Petit exemple, comme il en existe « des dizaines d’autres », préviennent charitable les auteurs, ce Sénateur qui « de sa vie de parlementaire, n’a jamais été associé à un seul rapport sur quoi que ce soit, et qui, en 5 ans, n’a pris la parole en séance publique que deux fois ! En 2007, probablement pour tenter d’améliorer les statistiques, il a déposé le même jour, un des derniers de l’année, une cargaison de question au gouvernement, ce après avoir passé des mois à ne pas en poser une seule… »

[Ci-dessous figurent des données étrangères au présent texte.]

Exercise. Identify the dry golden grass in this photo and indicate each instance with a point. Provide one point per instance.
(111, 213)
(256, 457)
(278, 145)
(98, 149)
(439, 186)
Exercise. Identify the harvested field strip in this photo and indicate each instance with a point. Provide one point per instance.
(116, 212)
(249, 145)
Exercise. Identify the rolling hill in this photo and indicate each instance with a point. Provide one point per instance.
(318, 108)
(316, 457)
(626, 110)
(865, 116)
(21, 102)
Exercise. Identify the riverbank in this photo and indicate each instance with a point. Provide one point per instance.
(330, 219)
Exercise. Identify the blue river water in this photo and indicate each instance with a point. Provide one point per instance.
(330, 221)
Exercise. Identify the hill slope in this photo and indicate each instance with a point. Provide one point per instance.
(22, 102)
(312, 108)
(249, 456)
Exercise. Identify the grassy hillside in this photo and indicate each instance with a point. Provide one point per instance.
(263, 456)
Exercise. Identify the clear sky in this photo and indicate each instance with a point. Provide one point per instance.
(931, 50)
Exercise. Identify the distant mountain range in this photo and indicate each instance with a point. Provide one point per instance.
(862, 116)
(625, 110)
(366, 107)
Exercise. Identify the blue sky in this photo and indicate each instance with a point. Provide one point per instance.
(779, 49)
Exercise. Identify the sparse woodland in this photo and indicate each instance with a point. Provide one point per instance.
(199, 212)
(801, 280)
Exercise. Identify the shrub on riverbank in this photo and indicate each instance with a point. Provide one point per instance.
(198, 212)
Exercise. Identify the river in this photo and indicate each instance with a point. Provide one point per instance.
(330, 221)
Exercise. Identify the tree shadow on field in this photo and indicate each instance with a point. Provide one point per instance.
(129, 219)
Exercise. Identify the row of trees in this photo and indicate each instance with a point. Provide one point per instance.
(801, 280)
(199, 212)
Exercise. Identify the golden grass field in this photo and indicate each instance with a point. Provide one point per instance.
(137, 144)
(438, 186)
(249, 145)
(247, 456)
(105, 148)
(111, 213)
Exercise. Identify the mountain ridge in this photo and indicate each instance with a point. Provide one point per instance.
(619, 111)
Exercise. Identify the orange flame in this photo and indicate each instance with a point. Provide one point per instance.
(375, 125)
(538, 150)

Une sorte de fantôme, sénateur des Bouches-du-Rhône et candidat à la mairie de Marseille. Un certain Jean-Noël Guérini, qui avait alors promis de démissionner de son mandat s’il devenait maire de la plus belle ville du monde. « Commentaire amusé de Jean-Claude Gaudin, le sénateur maire de Marseille : « entre nous les sénateurs ne s’en rendront pas compte, ils ne le voyaient jamais ».
Mais s’ils ne siègent pas, pourquoi donc ces remarquables élus souhaitent-ils entrer au Luxembourg ? Peut-être dans l’une des trois buvette, fort agréables institutions où « le café coûte 40 centimes et le whisky 50 centimes, prix inchangés depuis cinq ans » et dont l’une d’elle au « rez-de-chaussée (surnommée curieusement buvette des journalistes) ne reçoit que les petits fonctionnaires de l’endroit, mais fait office « de bureau des privilèges ».

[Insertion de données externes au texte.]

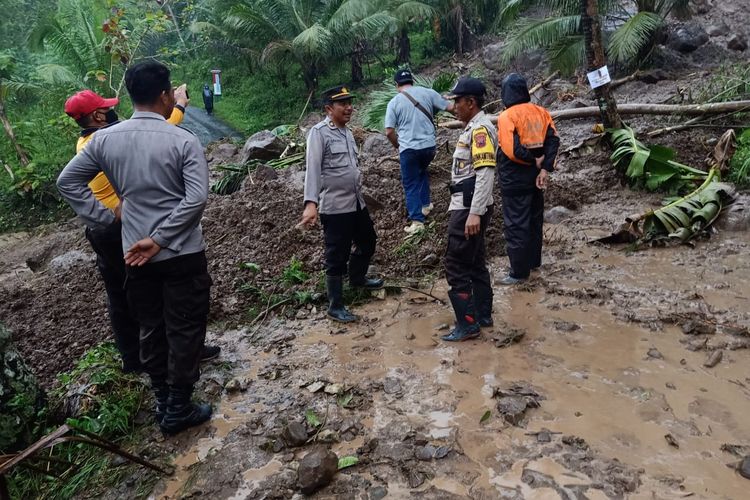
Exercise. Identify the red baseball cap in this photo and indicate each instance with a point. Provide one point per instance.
(86, 101)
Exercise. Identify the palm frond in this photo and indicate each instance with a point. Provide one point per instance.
(633, 36)
(539, 33)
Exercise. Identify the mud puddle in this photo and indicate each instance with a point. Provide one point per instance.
(624, 409)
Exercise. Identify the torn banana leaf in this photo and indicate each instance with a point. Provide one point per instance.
(679, 221)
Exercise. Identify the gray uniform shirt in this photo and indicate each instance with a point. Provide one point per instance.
(160, 174)
(475, 157)
(333, 180)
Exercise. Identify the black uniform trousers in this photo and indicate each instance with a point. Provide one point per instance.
(107, 244)
(339, 232)
(465, 259)
(523, 218)
(171, 299)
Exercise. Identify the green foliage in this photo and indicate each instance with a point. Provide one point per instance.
(652, 168)
(105, 401)
(560, 31)
(739, 167)
(293, 274)
(687, 217)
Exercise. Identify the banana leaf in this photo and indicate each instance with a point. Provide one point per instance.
(679, 221)
(652, 167)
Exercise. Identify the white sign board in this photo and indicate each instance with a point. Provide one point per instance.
(599, 77)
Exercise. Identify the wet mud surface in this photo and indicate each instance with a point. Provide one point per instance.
(609, 375)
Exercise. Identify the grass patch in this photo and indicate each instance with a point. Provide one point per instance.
(105, 401)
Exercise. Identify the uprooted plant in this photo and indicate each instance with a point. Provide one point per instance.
(682, 219)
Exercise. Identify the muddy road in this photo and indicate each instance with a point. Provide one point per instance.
(604, 349)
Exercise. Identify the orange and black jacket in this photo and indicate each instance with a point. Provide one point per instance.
(525, 132)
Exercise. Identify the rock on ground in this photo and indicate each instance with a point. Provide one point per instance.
(316, 470)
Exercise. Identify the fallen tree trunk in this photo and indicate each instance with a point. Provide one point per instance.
(656, 109)
(641, 109)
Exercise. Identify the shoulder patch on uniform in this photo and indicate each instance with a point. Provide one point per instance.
(185, 129)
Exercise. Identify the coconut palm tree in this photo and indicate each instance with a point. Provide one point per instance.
(560, 31)
(284, 31)
(10, 86)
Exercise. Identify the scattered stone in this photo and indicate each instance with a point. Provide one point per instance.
(430, 260)
(377, 493)
(71, 259)
(425, 453)
(391, 385)
(693, 327)
(508, 337)
(671, 441)
(264, 173)
(263, 145)
(687, 38)
(714, 358)
(737, 42)
(566, 326)
(654, 353)
(416, 479)
(328, 436)
(295, 434)
(654, 76)
(556, 215)
(237, 384)
(334, 389)
(315, 386)
(316, 470)
(720, 29)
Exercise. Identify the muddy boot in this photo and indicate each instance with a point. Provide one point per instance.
(336, 309)
(181, 412)
(358, 274)
(466, 326)
(483, 305)
(161, 394)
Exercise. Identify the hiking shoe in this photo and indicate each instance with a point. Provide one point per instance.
(414, 227)
(210, 352)
(510, 280)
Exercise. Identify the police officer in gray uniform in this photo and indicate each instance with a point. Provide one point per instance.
(333, 189)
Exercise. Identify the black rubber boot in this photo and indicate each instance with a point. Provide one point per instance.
(483, 305)
(161, 393)
(466, 326)
(182, 413)
(336, 309)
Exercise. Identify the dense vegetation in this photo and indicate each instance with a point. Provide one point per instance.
(275, 55)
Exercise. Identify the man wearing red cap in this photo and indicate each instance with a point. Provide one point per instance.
(92, 112)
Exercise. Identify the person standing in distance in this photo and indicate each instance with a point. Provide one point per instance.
(333, 189)
(527, 154)
(410, 127)
(471, 207)
(159, 173)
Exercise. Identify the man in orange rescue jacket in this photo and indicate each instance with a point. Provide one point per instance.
(528, 149)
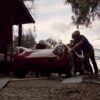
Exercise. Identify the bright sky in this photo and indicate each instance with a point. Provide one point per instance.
(53, 20)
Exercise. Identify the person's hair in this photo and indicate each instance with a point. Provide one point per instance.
(75, 33)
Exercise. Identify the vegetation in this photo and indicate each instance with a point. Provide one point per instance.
(85, 11)
(28, 39)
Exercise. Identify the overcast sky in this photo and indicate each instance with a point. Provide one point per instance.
(53, 20)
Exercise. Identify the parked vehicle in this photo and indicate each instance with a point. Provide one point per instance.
(56, 60)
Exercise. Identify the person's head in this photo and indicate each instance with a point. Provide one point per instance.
(75, 35)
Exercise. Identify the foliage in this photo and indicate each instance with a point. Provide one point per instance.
(51, 42)
(28, 40)
(85, 11)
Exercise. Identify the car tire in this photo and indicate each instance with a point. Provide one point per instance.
(20, 72)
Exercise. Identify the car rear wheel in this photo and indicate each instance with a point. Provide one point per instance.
(20, 72)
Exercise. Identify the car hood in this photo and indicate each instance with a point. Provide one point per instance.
(38, 53)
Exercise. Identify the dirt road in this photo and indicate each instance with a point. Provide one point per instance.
(49, 89)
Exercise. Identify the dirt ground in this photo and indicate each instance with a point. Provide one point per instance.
(49, 89)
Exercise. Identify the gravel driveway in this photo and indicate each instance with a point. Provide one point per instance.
(49, 89)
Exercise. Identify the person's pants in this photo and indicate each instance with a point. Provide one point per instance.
(90, 55)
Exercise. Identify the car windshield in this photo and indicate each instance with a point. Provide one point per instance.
(60, 49)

Ou alors tout simplement pour les menus avantages qu’offrent le poste. Entre autre être choyé par les lobbyistes, envoyer une bonne partie de son courrier ou du courrier de ses amis à l’œil, employer un parent, neveu fiston sur l’enveloppe qui leur est allouée. Une enveloppe bien lestée. « Une indemnité parlementaire de base (5423,33 euros bruts mensuels) (…) une indemnité de résidence (3% de la précédente) (…) une indemnité parlementaire de fonction(1397,54 euros brut mensuels) (…) », listent les auteurs, sans oublier « l’indemnité représentative de frais de mandat (6567,04 euros bruts mensuels pour des dépenses classées frais divers), versée par les groupes politiques, familièrement appelée « frais de secrétariat ». Les sénateurs peuvent parfaitement garder cette indemnité au fond de leur poche ; n’ayant jamais aucune justification à fournir sur son utilisation ». Au final, chaque mois, ces braves parlementaires touchent « 11540 euros nets d’indemnité, dont la moitié seulement est imposable ».
Dame Sénat a tous les atours pour être courtisée. Et sait récompenser ses plus fervents adeptes. Même s’ils l’ont délaissée, ou tout simplement qu’ils ne sont pas réélus. Les retraites des Sénateurs sont à l’avenant. « Plus de 4 000 euros par mois avec obligation de cotiser pendant quinze ans seulement ». Et, notent Stéfanovitch et Colonna, la « sécurité de l’emploi » dans ce doux milieu n’est pas une vaine expression. « Sur les quarante-deux sénateurs qui se sont représentés en mars 2008, quarante ont été réélus ».